In the manufacture of integrated circuits by lithographic methods exposure masks must be aligned (or registered) relative to structures on the wafer with an accuracy that is only a fraction of the smallest structural detail in the mask. In present photolithographic methods with smallest line widths on the order of 1 micron alignment accuracies of 0.3 micron can be achieved with manual or automatic alignment methods using suitably shaped alignment marks on mask and wafer.
The further decrease of line width to some tenths of a micrometer which is expected from corpuscular beam and X-ray lithography over the next years will thus require alignment accuracies in the order of nanometers. Additionally, alignment must be performed in short times (typically less than a second) for high throughput in the production line, in particular when large wafers are exposed in the step-and-repeat-mode where each position requires its own alignment. Conventional visual methods cannot meet these requirements for accuracy and speed.
One approach that has been discussed in the art to achieve high accuracy uses optical gratings as registration marks on mask and wafer and derives the registration control signal from light diffracted at these gratings. Accuracies in the nanometer range can then be achieved if the evaluation process is based on phase sensitive methods as described in U.S. Pat. No. 4,577,968 (corresponding to European Pat. No. 45321) or in an article by G. Makosch and B. Solf entitled "Surface profiling by electro-optical phase measurements" (Proc. Soc. Photo-opt. Instrum. Eng., Vol. 316, pages 42-53, 1981). This prior system is, however, conceived for photolithographic printers of the projection type where an optical imaging system is interposed between mask and wafer. It thus cannot be used in proximity printing systems with mask-wafer separations on the order of between 50 and 100 microns.
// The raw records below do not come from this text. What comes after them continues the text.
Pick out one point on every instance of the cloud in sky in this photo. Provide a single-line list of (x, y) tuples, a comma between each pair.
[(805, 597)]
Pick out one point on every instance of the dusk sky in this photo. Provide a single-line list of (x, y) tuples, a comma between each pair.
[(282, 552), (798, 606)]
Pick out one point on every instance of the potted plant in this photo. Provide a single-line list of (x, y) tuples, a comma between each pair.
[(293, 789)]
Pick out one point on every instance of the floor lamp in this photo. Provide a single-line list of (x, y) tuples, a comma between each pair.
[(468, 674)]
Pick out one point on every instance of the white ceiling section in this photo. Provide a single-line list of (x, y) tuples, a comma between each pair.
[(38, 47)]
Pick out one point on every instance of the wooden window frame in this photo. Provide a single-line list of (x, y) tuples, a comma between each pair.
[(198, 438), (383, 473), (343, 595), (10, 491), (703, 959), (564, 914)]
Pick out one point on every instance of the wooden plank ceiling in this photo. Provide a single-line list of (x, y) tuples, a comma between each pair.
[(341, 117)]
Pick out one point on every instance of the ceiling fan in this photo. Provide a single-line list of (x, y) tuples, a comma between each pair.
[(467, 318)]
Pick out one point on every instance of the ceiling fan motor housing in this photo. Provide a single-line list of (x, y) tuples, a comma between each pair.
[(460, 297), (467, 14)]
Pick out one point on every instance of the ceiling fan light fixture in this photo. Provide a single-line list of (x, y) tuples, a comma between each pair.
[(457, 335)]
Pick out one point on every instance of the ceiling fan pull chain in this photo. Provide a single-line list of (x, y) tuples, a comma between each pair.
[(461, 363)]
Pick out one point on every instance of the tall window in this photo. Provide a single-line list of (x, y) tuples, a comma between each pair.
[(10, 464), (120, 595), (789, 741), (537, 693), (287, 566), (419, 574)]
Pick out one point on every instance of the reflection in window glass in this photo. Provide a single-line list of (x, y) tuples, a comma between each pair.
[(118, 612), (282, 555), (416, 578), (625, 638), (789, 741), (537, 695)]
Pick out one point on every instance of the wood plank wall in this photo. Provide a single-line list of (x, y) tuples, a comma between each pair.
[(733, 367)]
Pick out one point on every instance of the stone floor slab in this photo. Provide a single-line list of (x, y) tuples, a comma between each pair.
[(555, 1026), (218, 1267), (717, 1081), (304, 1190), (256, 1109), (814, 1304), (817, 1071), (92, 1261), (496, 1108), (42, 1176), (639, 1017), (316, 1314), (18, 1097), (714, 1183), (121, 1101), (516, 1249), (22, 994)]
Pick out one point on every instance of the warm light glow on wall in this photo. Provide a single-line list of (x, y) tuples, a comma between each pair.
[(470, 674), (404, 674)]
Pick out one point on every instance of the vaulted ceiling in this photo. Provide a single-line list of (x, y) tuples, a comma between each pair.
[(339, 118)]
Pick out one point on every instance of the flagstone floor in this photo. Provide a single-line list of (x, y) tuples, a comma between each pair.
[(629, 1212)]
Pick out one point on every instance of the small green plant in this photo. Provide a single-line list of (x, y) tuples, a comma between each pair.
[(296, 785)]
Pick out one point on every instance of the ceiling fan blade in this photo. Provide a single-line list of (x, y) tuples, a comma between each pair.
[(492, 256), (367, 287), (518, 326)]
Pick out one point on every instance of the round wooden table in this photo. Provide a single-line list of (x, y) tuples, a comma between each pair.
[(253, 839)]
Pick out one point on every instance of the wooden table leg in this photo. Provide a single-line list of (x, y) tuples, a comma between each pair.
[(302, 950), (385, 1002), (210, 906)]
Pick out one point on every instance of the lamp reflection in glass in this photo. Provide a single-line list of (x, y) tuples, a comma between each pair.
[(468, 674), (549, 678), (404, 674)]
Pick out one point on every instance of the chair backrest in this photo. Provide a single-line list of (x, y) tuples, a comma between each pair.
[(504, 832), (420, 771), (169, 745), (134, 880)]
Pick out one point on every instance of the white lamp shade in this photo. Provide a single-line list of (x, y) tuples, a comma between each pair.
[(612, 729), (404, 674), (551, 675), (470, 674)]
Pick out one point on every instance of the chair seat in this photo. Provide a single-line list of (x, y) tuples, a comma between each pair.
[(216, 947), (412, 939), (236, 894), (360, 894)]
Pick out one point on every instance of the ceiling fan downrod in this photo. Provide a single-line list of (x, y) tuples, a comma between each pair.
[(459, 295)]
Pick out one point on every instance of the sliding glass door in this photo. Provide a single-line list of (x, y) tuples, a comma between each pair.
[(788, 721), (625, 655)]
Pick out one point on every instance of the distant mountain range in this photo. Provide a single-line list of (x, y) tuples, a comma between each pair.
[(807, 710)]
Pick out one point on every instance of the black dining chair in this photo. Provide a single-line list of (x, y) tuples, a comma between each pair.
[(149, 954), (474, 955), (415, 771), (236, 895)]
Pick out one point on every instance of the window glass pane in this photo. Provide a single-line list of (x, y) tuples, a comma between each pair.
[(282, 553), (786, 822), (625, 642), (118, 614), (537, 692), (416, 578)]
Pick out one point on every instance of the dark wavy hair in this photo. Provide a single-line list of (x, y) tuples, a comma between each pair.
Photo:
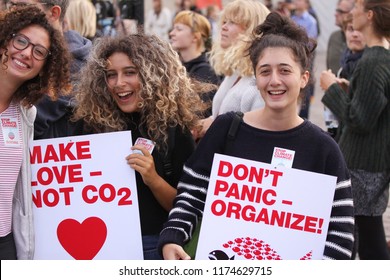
[(54, 77), (278, 31), (169, 97)]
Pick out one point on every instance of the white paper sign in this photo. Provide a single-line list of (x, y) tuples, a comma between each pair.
[(85, 198), (255, 211)]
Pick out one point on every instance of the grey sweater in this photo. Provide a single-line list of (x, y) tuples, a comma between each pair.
[(365, 112)]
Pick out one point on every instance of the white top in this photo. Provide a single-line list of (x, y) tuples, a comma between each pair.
[(242, 96), (159, 25)]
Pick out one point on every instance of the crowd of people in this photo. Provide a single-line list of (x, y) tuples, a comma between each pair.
[(179, 80)]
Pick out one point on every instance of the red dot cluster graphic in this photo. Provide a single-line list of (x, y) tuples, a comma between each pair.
[(256, 249)]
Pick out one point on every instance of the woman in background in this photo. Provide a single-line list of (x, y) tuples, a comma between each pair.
[(230, 59), (191, 38), (364, 111)]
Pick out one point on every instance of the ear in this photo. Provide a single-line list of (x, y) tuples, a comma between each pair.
[(305, 79)]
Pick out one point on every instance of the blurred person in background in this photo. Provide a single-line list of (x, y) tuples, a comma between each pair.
[(158, 20), (364, 111), (229, 58), (191, 38), (81, 17), (337, 42)]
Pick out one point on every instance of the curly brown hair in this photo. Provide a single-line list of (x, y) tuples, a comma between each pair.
[(54, 77), (169, 97)]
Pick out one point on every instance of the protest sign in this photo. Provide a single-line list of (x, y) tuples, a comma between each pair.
[(256, 211), (85, 198)]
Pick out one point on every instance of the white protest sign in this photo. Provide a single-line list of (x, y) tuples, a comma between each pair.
[(85, 198), (255, 211)]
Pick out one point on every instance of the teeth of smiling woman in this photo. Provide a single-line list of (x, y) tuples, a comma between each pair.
[(123, 94), (276, 92), (21, 63)]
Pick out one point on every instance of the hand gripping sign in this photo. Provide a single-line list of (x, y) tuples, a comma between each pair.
[(85, 198)]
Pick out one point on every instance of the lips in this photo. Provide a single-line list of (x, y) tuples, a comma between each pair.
[(125, 95), (20, 64), (276, 92)]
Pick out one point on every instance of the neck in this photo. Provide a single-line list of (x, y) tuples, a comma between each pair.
[(279, 121), (8, 88)]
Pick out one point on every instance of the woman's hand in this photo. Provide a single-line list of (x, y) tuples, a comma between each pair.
[(144, 164), (174, 252)]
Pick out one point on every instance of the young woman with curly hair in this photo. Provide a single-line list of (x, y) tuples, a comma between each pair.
[(33, 61), (138, 83)]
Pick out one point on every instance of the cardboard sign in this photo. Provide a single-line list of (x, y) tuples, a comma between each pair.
[(85, 198), (255, 211)]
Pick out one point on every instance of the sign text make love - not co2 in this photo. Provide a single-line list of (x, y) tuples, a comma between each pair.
[(78, 185)]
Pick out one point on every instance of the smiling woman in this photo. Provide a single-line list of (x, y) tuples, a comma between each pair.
[(33, 62), (280, 57), (137, 82)]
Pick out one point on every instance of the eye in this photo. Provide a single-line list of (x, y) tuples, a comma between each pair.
[(40, 51), (110, 75), (21, 41), (285, 70), (131, 72), (264, 72)]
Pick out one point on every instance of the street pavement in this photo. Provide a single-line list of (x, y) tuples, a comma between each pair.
[(316, 116)]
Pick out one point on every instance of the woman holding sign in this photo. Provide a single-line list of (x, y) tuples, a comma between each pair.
[(280, 55), (138, 83), (33, 62)]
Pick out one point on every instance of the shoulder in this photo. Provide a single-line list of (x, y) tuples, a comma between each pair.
[(28, 114)]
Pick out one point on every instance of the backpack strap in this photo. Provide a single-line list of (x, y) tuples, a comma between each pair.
[(237, 119)]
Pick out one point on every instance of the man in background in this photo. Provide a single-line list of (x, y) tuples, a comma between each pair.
[(336, 42)]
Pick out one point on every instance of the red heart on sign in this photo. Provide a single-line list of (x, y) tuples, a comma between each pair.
[(82, 241)]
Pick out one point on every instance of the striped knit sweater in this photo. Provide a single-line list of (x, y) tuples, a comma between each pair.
[(314, 151), (365, 112)]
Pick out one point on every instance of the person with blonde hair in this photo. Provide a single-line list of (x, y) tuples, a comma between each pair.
[(229, 58), (191, 38), (81, 17)]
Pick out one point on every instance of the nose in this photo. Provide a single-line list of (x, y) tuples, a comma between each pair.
[(27, 52), (120, 81), (275, 79)]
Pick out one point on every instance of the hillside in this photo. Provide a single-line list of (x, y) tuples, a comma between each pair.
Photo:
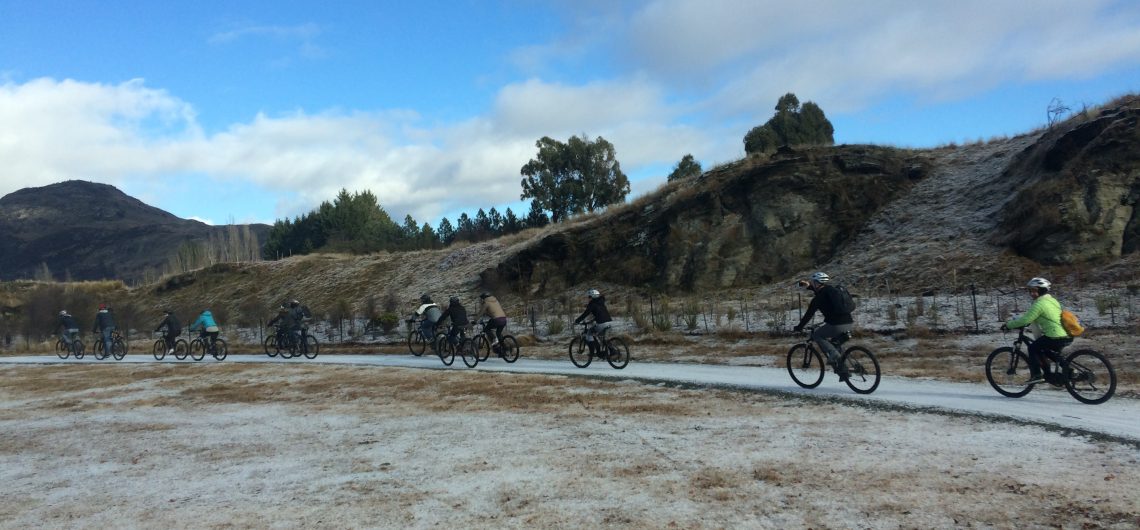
[(1059, 203), (86, 230)]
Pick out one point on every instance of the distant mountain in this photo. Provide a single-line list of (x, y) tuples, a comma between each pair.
[(87, 230)]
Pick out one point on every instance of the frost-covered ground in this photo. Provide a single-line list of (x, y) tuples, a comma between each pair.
[(291, 445)]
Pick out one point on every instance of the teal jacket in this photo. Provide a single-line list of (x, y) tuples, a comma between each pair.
[(1047, 314)]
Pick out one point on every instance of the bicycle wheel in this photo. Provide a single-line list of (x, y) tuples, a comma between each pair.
[(220, 349), (862, 369), (310, 348), (511, 349), (197, 350), (805, 366), (416, 344), (579, 353), (1008, 371), (181, 349), (618, 352), (1091, 378), (469, 352), (482, 347), (446, 351), (119, 349)]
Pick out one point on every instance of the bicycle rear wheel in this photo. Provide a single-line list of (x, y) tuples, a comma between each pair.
[(1091, 378), (220, 349), (862, 369), (617, 352), (579, 353), (1008, 372), (311, 347), (805, 366), (511, 349)]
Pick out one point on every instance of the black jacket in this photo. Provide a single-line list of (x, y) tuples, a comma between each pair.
[(456, 312), (828, 301), (596, 308), (103, 320), (171, 325)]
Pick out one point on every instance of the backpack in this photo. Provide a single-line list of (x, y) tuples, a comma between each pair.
[(846, 302), (1071, 324)]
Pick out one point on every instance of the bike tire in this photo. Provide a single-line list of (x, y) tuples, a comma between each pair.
[(469, 353), (181, 349), (446, 352), (511, 349), (617, 352), (1091, 378), (805, 366), (311, 347), (197, 350), (220, 349), (862, 369), (579, 353), (416, 344), (1008, 371), (482, 348)]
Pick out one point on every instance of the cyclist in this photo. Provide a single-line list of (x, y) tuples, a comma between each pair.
[(70, 328), (457, 314), (105, 325), (602, 320), (171, 328), (1047, 314), (490, 308), (206, 327), (837, 321), (430, 314), (285, 325)]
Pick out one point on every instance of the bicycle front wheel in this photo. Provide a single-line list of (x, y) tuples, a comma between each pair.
[(579, 353), (220, 349), (197, 350), (310, 347), (511, 349), (416, 344), (862, 369), (617, 352), (1091, 378), (805, 366), (1008, 372)]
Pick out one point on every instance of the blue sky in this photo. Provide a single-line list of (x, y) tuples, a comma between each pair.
[(252, 111)]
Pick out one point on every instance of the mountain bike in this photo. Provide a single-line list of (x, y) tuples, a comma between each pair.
[(616, 352), (1085, 374), (200, 347), (117, 347), (509, 350), (160, 349), (75, 348), (805, 364), (447, 349)]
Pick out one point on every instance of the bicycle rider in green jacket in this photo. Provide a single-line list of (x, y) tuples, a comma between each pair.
[(1047, 314)]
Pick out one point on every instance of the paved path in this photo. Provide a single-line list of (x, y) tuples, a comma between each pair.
[(1120, 417)]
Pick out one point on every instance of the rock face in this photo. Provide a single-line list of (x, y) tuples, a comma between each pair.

Alignment techniques using optical gratings on mask and wafer in an x-ray exposure system of the proximity printing type have been described by A. Une, et al in an article entitled "A Highly Accurate Alignment Technique Using a Dual Grating" (Bull. Japan Soc. of Prec. Engg., Vol. 19, No. 1, pages 71 and 72, March 1985), and by J. Ito and T. Kanayama in an article entitled "A New Interferometric Displacement-Detection Method for Mask-to-Wafer Alignment Using Symmetrically-Arranged Three Grating" (Japanese Journal of Applied Physics, Vol. 25, No. 6, June 1986, pages L487-L489). These techniques evaluate the intensities of different diffraction orders and might therefore encounter difficulties in practical use when the wafer is covered with various layers in different processing steps that may change the reflectivity and give rise to interference effects disturbing the measured intensity.